In 2.0, many of the “aui-” prefixes were dropped and in some cases modules were completely renamed. For example, the upgrade tool modified the Microblogs portlet’s edit_microblogs_entry.jsp, replacing module reference aui-helper-hidden with its new 2.0 module named hide.

Let’s take a look at a different type of change done in the Microblogs portlet’s edit_microblogs_entry.jsp. Notice that the “aui-” prefix is deleted from all AlloyUI class names, replacing aui-button-holder, aui-button-disabled, and aui-button-submit class references with button-holder, button-disabled and button-submit, respectively. Keep this type of change throughout your portlet’s files.

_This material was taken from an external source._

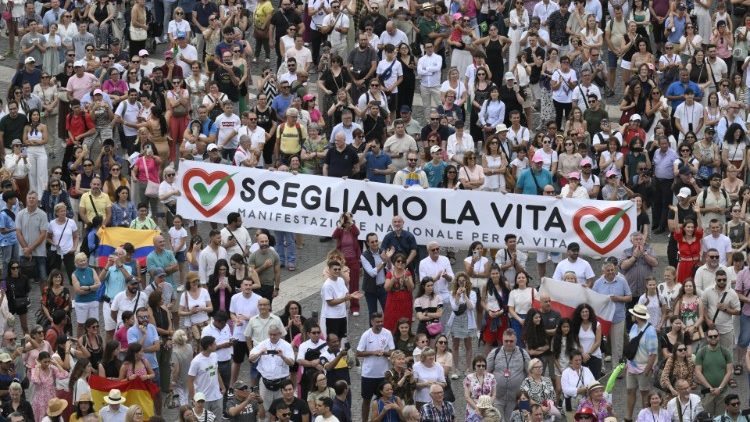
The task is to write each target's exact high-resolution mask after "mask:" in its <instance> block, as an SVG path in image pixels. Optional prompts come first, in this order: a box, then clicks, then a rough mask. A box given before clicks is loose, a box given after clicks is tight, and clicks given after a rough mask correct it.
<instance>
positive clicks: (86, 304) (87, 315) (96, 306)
mask: <svg viewBox="0 0 750 422" xmlns="http://www.w3.org/2000/svg"><path fill="white" fill-rule="evenodd" d="M73 307H74V308H75V310H76V322H77V323H79V324H83V323H84V322H86V320H87V319H89V318H95V319H99V302H97V301H93V302H85V303H80V302H75V304H74V305H73Z"/></svg>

Lastly, consider the changes done to the Microblogs portlet’s main.js file. The script now uses the liferay-util-window module in place of the old aui-dialog module. The upgrade tool took things a step further by updating so that the script properly uses the liferay-util-window module to get pop-up windows for the portlet. Below are code snippets of what it like before and after running the upgrade tool.

The Microblogs portlet’s main.js code before upgrading:

AUI().use(
    'aui-base',
    'aui-dialog',
    'aui-io-plugin',
    ...
       getPopup: function() {
         var instance = this;

         if (!instance._popup) {
          instance._popup = new A.Dialog(
              {
                 centered: true,
                 constrain2view: true,
                 cssClass: 'microblogs-portlet',
                 modal: true,
                 resizable: false,
                 width: 475
              }
          ).plug(
              A.Plugin.IO,
              {
                 autoLoad: false
              }
          ).render();
         }

         return instance._popup;
        },
    ...
);

The Microblogs portlet’s main.js code after upgrading:

AUI().use(
    'aui-base',
    'liferay-util-window',
    'aui-io-plugin-deprecated',
    ...
        getPopup: function() {
            var instance = this;

            if (!instance._popup) {
                instance._popup = Liferay.Util.Window.getWindow(
                {
                    dialog: {
                        centered: true,
                        constrain2view: true,
                        cssClass: 'microblogs-portlet',
                        modal: true,
                        resizable: false,
                        width: 475
                    }
                }
                ).plug(
                    A.Plugin.IO,
                    {
                        autoLoad: false
                    }
                ).render();
            }

            return instance._popup;
        },
    ...
);

The Liferay AlloyUI Upgrade Tool gives you a great jump-start on migrating your plugins to AlloyUI 2.0. Of course, you should review the upgrade changes and test the changes before redeploying your plugin into a production environment. And remember that the tool may not pick up all of the changes that need to be made to your plugin. But you’ll be happy that the tool does a good bit of the monotonous conversion work for you.